Peace Corps reminded a wrestling coach that life is about serving others
Photo: This 2021 picture is at the gravesite of Augustina Matlala, the wife of the chief that welcomed current Glenbard (lll.) West High wrestling coach Pat McCluskey while he was in the Peace Corps in South Africa. Back row from left: Pat McCluskey, Kamogelo Matlala, Lebogang Matlala, Nare Matlala and Jack McCluskey (Pat’s son). Front row: Mmathapelo Matlala (Lebogang’s daughter), Mavis Matlala (mother of the four children pictured), Lerato Matlala.
By Sandy Stevens
When Peace Corps volunteer Pat McCluskey headed to South Africa, he couldn’t know that the experience would spur nearly a dozen return trips with a cadre of friends and family members.

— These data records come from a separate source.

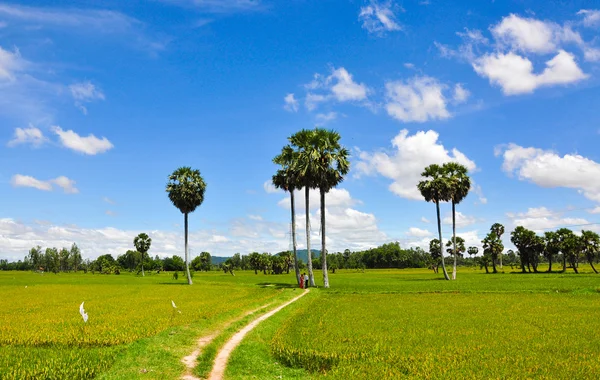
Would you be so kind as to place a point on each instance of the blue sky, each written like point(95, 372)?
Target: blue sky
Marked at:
point(99, 104)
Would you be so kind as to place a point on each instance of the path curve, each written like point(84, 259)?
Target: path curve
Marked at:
point(223, 356)
point(191, 360)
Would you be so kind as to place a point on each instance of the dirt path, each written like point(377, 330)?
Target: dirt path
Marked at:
point(221, 360)
point(191, 360)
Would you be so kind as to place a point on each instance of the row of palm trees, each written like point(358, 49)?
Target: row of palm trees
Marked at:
point(449, 182)
point(312, 159)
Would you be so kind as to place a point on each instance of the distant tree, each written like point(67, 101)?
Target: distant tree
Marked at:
point(459, 186)
point(590, 243)
point(254, 259)
point(186, 189)
point(287, 179)
point(434, 252)
point(435, 188)
point(142, 244)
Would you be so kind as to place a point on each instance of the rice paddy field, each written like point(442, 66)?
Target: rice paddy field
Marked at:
point(372, 324)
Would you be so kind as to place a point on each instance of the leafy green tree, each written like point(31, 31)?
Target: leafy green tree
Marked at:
point(142, 244)
point(186, 189)
point(551, 247)
point(435, 188)
point(287, 179)
point(254, 260)
point(303, 166)
point(459, 186)
point(590, 243)
point(325, 161)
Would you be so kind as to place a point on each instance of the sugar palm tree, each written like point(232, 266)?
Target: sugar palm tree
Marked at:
point(590, 242)
point(326, 160)
point(186, 189)
point(142, 244)
point(303, 164)
point(435, 188)
point(286, 179)
point(460, 184)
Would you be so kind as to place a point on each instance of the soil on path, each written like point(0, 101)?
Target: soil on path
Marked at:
point(223, 356)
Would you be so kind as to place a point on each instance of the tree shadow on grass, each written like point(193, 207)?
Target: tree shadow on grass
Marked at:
point(276, 285)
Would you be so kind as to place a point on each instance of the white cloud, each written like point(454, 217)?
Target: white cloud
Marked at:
point(270, 188)
point(10, 62)
point(462, 220)
point(85, 92)
point(418, 232)
point(405, 165)
point(379, 17)
point(591, 17)
point(324, 118)
point(541, 219)
point(291, 103)
point(19, 180)
point(29, 135)
point(68, 185)
point(90, 145)
point(417, 100)
point(461, 94)
point(514, 74)
point(82, 21)
point(338, 86)
point(547, 169)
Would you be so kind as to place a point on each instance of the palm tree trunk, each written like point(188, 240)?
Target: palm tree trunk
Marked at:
point(311, 277)
point(454, 240)
point(323, 250)
point(437, 206)
point(296, 267)
point(187, 265)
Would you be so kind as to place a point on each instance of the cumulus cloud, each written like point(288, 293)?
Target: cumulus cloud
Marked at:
point(90, 145)
point(417, 100)
point(31, 135)
point(548, 169)
point(379, 17)
point(405, 163)
point(68, 185)
point(591, 17)
point(291, 103)
point(514, 74)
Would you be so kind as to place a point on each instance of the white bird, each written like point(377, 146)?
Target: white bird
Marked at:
point(82, 312)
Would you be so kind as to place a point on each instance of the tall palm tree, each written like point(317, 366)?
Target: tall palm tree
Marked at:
point(303, 164)
point(590, 242)
point(186, 189)
point(286, 179)
point(435, 188)
point(327, 160)
point(142, 244)
point(460, 184)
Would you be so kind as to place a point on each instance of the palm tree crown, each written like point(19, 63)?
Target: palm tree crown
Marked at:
point(186, 189)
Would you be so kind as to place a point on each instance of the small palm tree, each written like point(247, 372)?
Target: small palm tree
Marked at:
point(435, 188)
point(460, 184)
point(286, 179)
point(186, 189)
point(142, 244)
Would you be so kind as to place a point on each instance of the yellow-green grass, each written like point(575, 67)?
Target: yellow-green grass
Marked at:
point(42, 334)
point(389, 324)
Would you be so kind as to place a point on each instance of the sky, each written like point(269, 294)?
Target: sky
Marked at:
point(100, 103)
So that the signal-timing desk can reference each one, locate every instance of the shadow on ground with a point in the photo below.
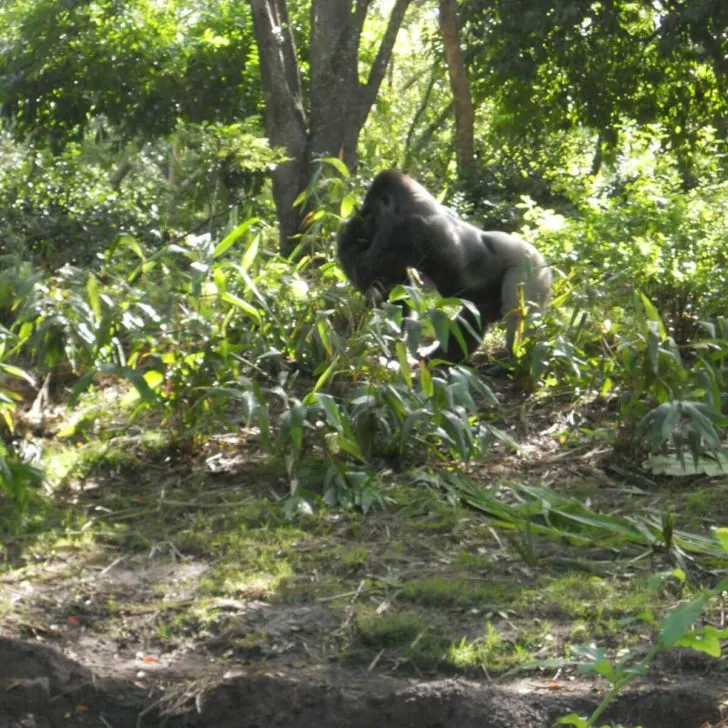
(40, 688)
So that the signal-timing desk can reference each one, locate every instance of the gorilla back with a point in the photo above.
(401, 225)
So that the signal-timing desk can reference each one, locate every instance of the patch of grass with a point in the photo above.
(463, 592)
(403, 637)
(400, 629)
(354, 557)
(594, 599)
(705, 503)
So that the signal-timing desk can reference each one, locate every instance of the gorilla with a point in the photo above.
(401, 225)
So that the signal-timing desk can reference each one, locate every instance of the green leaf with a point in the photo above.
(722, 535)
(573, 719)
(92, 291)
(244, 306)
(338, 165)
(250, 254)
(348, 205)
(679, 619)
(399, 347)
(707, 640)
(229, 240)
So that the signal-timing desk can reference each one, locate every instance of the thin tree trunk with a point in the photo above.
(339, 103)
(464, 113)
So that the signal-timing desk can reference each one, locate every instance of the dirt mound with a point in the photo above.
(40, 688)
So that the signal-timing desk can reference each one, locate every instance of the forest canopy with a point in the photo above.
(178, 181)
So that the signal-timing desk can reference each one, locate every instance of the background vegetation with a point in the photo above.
(148, 299)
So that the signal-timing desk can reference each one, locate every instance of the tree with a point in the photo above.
(464, 114)
(553, 66)
(324, 117)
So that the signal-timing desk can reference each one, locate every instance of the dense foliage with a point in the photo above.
(138, 254)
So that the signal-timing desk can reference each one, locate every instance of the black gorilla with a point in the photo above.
(401, 225)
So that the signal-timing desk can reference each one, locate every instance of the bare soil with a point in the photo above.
(43, 689)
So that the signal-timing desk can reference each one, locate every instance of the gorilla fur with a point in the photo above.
(401, 225)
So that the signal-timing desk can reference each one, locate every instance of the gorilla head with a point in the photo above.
(401, 225)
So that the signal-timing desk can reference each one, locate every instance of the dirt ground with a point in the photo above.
(43, 689)
(147, 623)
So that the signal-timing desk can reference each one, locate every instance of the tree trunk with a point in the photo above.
(339, 103)
(464, 114)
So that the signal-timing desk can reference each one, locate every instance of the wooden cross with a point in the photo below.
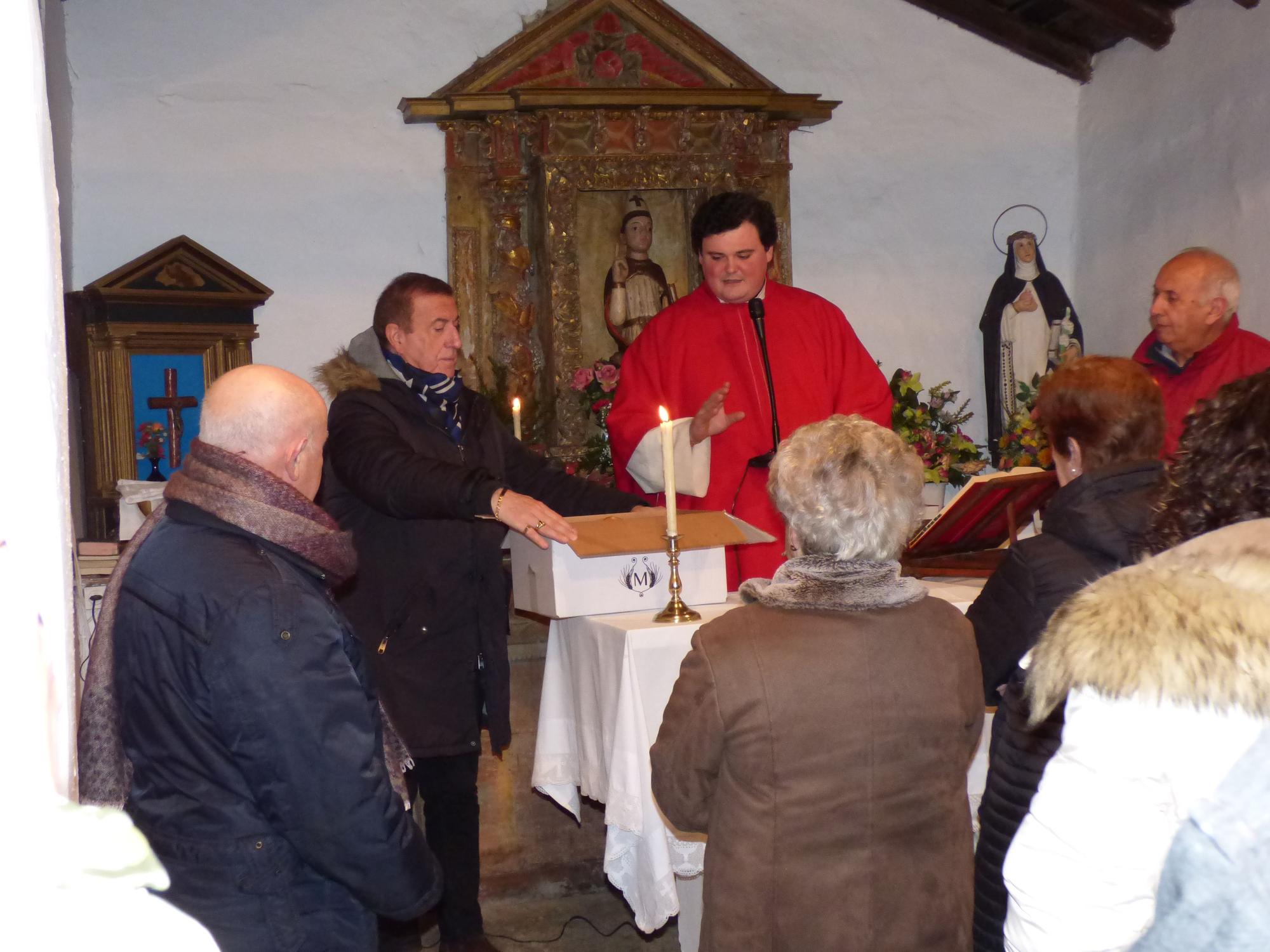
(173, 404)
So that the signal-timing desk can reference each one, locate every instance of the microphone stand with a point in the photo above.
(756, 315)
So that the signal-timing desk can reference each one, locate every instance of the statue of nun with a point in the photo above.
(1029, 327)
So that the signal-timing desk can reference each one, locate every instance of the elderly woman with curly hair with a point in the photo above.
(821, 733)
(1165, 668)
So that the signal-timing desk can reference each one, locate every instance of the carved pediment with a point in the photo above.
(612, 54)
(181, 271)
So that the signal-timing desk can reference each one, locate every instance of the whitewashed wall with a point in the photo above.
(1174, 153)
(270, 134)
(37, 685)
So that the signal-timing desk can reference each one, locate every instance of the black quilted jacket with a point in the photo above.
(1093, 527)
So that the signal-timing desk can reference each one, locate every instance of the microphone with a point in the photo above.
(756, 315)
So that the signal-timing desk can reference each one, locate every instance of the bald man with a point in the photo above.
(1196, 343)
(252, 743)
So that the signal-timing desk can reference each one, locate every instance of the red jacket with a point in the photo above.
(1234, 356)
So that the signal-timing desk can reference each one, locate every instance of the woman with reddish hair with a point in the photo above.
(1106, 422)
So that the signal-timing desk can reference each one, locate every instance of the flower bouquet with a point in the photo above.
(1024, 441)
(934, 428)
(152, 439)
(595, 387)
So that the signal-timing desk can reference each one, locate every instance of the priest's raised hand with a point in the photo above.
(713, 420)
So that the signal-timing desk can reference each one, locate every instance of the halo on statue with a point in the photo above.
(1005, 234)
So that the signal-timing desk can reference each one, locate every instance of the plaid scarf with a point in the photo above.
(241, 493)
(440, 394)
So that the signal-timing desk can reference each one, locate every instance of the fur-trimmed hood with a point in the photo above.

It would also form the crux of his coaching philosophy.
Pat, 48, is now in his first season as head wrestling coach at Glenbard West High School in Glen Ellyn, Ill., his high school alma mater. He joined West’s staff in 2003 as a math teacher and assistant coach in football, wrestling and baseball; the sports he also participated in college.
Shortly after the math education major graduated from St. Louis University, Pat joined the Peace Corps, where he asked to go to South Africa.
Apartheid had just ended and he was the sole Peace Corps volunteer sent to that country, to a village about 70 miles from Botswana and Zimbabwe. As a teaching-resource person, he hitchhiked to six elementary schools in six different villages.
“In a small classroom, there could be as many as 60 kids,” he said. “I was kind of a jack of all trades.”
Just one person volunteered to house him: the English-speaking village chief, Comfort Matlala, along with his wife Augustina and their three grandchildren (ages 6, 4 and 3), whose mother worked in Johannesburg to send money home.
“If you want to get into these people’s hearts, learn their language,” Matlala advised, and McCluskey became fluent in an African tribal language.
Eventually, others offered housing for Pat. “No, he’s my white guy,” the chief declared.
A year into Pat’s service, the chief died of cancer. Before he did, however, Pat’s mom came for a visit. The chief asked to hold her hand.
“It’s the first time I’ve held a white woman’s hand” he said.
“Earlier, he would have been put in jail for it,” Pat said.
After the chief passed, Augustina’s relationship with their house guest changed. “She was like my mom in Africa,” Pat said.
After his Peace Corps service, Pat returned to the village for the first time in 2001. Eight of his high school friends joined him for three weeks to have fun with the children and tour the country.
“Someone even brought 1,000 balloons,” Pat recalled. “It’s memories, but it really leaves a mark.”
From that point on, except for a COVID year off, Pat has returned every two years with his own corps of family members and friends.
Jack and his wife Theresa are the parents of Jack, 18, whose middle name is Matlala; Andrew, 17; Mary, 15; and Danielle, 14. Theresa visited the village when she was pregnant with Jack, and Jack himself made trips when he was 6 and last year, during his senior year at West.
Also, the Matlalas’ grandson Nare stayed with the McCluskeys in 2010, while he spent his senior year at West.
Rob Matz, another West math teacher, has been on the trip four times, Pat said. Four years after graduating from high school, former West wrestler Danny Hasso, joined the South Africa excursion. “He said it was life-changing,” Pat said.
Last year, Jack McCluskey brought two friends who’d also just graduated.
“Pat’s a Pied Piper. People just follow him,” said former West head wrestling coach Bernie Botheroyd. “And it’s because of his integrity.”
Pat talks with members of the Matlala family about every two weeks and for the past 19 years, Pat and his wife Theresa have run a nine-hole golf tournament to raise funds for the South African family.
“We support them as they learn to support themselves,” he explained.
Pat’s goddaughter and her friend in St Louis even raised money to buy about 300 pairs of socks.
“It’s the people who get in your heart,” Pat said. “I learned more from them than they learned from me. I hit the jackpot when they sent me there.”
The experience has also provided the most important lesson he’s learned, Pat said, one that affects and directs his approach to coaching.
“It’s ‘Motho Ke Moto Ka Batho,’ Pat said. “It literally means, ‘A person is a person among people, but really it means, ‘It’s my job to bring out the best in you, and your job to bring out the best in me. If we do that, we can’t lose.’
“Wrestling is so flippin’ hard as a sport, but that phrase — if you have that, you’re going to get better every day, and that’s what God wants.
“People are at the happiest when they’re helping others,” Pat stressed. “It’s about relationships, not the material. “Relationships are so huge in wrestling because it is so hard. You have to be a little vulnerable in wrestling to get the most out of it.”
(Sandy Stevens is a long-time public address announcer of national and international events and was named to the National Hall of Fame in 1998.)